- Interactive map of Arboretum at Penn State Behrend
- Type: Arboretum
- Area: 725 acres (2.93 km^{2})
- Website: Official website

= Arboretum at Penn State Behrend =

Arboretum in Erie, Pennsylvania

The Arboretum at Penn State Behrend 725 acre is an arboretum located on the campus of Penn State Behrend, in Erie, Pennsylvania and is open to the public without charge.
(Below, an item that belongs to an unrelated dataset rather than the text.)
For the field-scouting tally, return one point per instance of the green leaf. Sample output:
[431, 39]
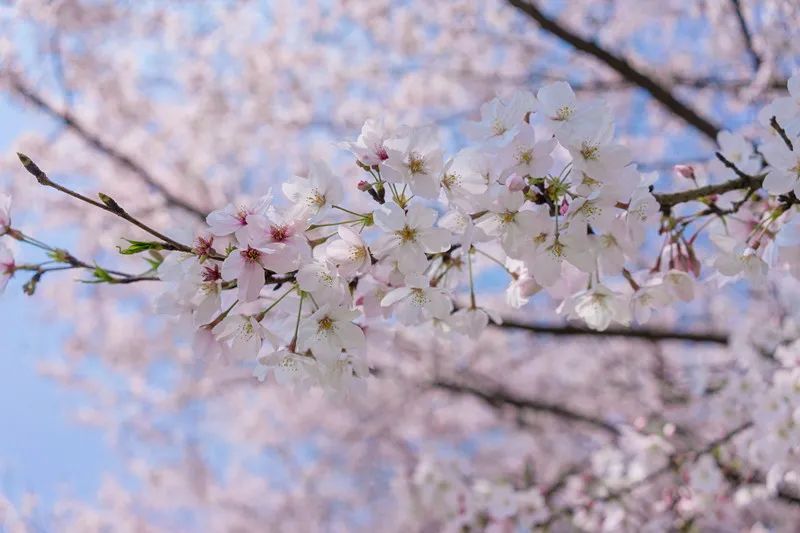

The arboretum was dedicated in 2003. It contains more than 200 species of trees and woody bushes including collections of Aceraceae, Aquifoliaceae, Arecaceae, Betulaceae, Caesalpiniaceae, Cornaceae, Cupressaceae, Ebenaceae, Ericaceae, Euphorbiaceae, Fabaceae, Fagaceae, Ginkgoaceae, Hamamelidaceae, Hippocastanaceae, Juglandaceae, Magnoliaceae, Moraceae, Nyssaceae, Oleaceae, Pinaceae, Rosaceae, Salicaceae, Sciadopityaceae, Taxodiaceae, Theaceae, and Ulmaceae.

In 2003, the college gained membership in the American Public Gardens Association. This formalized the college's status as an arboretum, opening the way to development of public education, outreach, and research programs, as well as continued conservation of the area.

Ernst and Mary Behrend, the original owners of the Penn State Behrend property, began acquiring many exotic trees, including trees from Asia, when they lived on the site. The first major gift to the arboretum was from the Carrie T. Watson Garden Club, which donated flowering crabapples in 1952.